Mehr Klarheit möchte auch die Deutsche Gesellschaft für Palliativmedizin (DGP) schaffen, die eine Übersicht zu den neuen rechtlichen Rahmenbedingungen aus palliativmedizinischer, ethischer und juristischer Sicht erstellt hat (nachfolgender Beitrag). Für den DGP-Präsidenten Prof. Dr. med. Lukas Radbruch und dem Medizinjuristen Dr. jur. Oliver Tolmein steht jedoch fest: „Zwischen einer auf die Herbeiführung des Todes zielenden Suizidbeihilfe und einer Palliativversorgung von schwer kranken Menschen bestehen deutliche Unterschiede, die klar erkennbar und benennbar sind.“
Wie notwendig solche Erläuterungen der Gesetzeslage sind, zeigt auch ein Blick auf die Gerichte: Gleich nach Inkrafttreten des Gesetzes gingen mehrere Verfassungsbeschwerden dagegen ein – und zwar mit unterschiedlicher Zielrichtung.
Dr. med. Eva Richter-Kuhlmann
Sterbehilfe: Oft verwirrende Terminologie
- Sterbebegleitung: Dazu zählen alle Maßnahmen, die in der letzten Phase des Lebens mit dem Ziel erfolgen, Leben zu verlängern und/oder Leiden zu mildern, insbesondere Maßnahmen der palliativen Versorgung. Diese sind bei Vorliegen einer entsprechenden Indikation und in Übereinstimmung mit dem Willen des Patienten auch dann zulässig und geboten, wenn eine lebensverkürzende Nebenwirkung nicht ausgeschlossen werden kann (früher: „indirekte Sterbehilfe“). Der Tod des Patienten ist aber weder direkt noch indirekt das Ziel des Handelns.
- Behandlungsbegrenzung: Auch eine Behandlungsbegrenzung (früher: „passive Sterbehilfe“) ist zulässig und geboten, wenn die lebenserhaltenden Maßnahmen nicht oder nicht mehr indiziert sind oder sie dem Willen des Patienten nicht oder nicht mehr entsprechen. Man versteht darunter das Unterlassen, Begrenzen oder Beenden lebenserhaltender Maßnahmen.

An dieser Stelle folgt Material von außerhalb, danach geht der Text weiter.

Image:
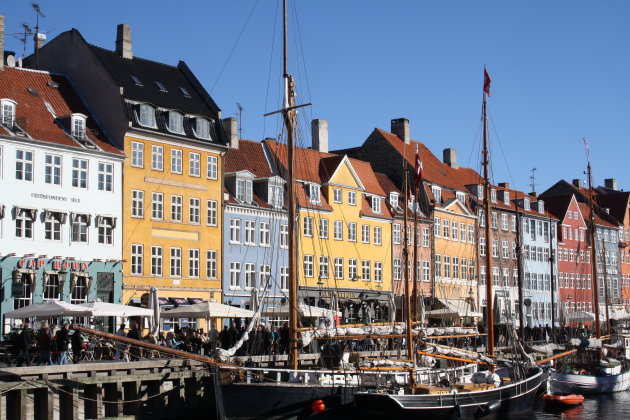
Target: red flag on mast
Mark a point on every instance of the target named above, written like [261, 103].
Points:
[486, 82]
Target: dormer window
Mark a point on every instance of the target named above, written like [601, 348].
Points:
[376, 204]
[313, 194]
[147, 116]
[393, 199]
[8, 112]
[437, 194]
[175, 122]
[276, 196]
[244, 190]
[77, 122]
[202, 128]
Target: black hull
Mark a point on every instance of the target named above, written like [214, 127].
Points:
[507, 401]
[281, 401]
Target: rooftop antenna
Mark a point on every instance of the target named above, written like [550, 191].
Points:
[532, 178]
[240, 120]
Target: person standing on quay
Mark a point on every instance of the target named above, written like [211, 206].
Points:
[121, 348]
[24, 345]
[63, 339]
[44, 342]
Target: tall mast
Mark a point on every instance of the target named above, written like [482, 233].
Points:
[409, 335]
[289, 115]
[414, 293]
[598, 329]
[519, 266]
[552, 259]
[486, 205]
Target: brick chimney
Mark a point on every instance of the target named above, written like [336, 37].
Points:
[230, 125]
[319, 134]
[449, 156]
[123, 41]
[578, 183]
[1, 42]
[400, 127]
[611, 183]
[39, 40]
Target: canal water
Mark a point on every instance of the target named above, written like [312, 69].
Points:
[601, 407]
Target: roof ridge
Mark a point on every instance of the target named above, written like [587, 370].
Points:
[134, 57]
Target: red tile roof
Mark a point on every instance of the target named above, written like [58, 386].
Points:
[31, 90]
[249, 156]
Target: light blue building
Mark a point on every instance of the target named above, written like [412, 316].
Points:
[539, 247]
[255, 239]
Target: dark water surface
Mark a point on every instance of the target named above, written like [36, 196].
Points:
[602, 407]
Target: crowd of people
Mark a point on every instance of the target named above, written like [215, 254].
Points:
[52, 344]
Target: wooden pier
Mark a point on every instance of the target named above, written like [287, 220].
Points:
[155, 389]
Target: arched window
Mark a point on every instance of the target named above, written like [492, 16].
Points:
[175, 122]
[147, 115]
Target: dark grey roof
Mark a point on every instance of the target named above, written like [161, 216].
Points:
[164, 86]
[148, 73]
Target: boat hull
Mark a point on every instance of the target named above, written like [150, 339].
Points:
[281, 401]
[500, 402]
[568, 383]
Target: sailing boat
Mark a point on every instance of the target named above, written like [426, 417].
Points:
[591, 371]
[470, 400]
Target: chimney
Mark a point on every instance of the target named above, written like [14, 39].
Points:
[578, 183]
[39, 39]
[611, 183]
[230, 125]
[123, 41]
[1, 42]
[319, 133]
[400, 127]
[449, 156]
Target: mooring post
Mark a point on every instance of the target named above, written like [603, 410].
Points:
[43, 404]
[131, 395]
[68, 407]
[16, 404]
[113, 392]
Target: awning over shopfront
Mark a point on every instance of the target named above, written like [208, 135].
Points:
[179, 301]
[452, 308]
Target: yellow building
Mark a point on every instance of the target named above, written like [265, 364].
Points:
[344, 239]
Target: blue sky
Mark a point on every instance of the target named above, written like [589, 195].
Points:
[560, 70]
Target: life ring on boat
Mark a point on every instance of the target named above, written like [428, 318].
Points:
[318, 406]
[567, 400]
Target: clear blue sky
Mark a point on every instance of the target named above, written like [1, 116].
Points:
[560, 70]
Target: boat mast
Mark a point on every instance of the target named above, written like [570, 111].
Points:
[289, 117]
[598, 330]
[553, 287]
[486, 205]
[519, 267]
[409, 324]
[414, 293]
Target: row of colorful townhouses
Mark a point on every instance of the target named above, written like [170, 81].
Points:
[120, 174]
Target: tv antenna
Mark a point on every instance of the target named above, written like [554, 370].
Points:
[240, 120]
[532, 178]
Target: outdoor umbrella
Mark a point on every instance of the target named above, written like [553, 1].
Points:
[580, 316]
[305, 310]
[99, 308]
[207, 310]
[50, 308]
[154, 306]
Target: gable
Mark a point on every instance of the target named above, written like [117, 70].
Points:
[345, 176]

- Beihilfe zur Selbsttötung: Assistierter Suizid beziehungsweise „direkte Sterbehilfe“ liegt vor, wenn Ärzte oder andere Personen dem Patienten ein todbringendes Mittel verschaffen oder ihn auf andere Weise bei der Vorbereitung oder Durchführung einer eigenverantwortlichen Selbsttötung unterstützen.
- Tötung auf Verlangen: Darum handelt es sich, wenn man jemandem auf dessen Wunsch hin eine tödliche Überdosis an Medikamenten verabreicht oder auf medizinisch nicht angezeigte Weise eingreift, um seinen Tod herbeizuführen, der krankheitsbedingt noch nicht eintreten würde.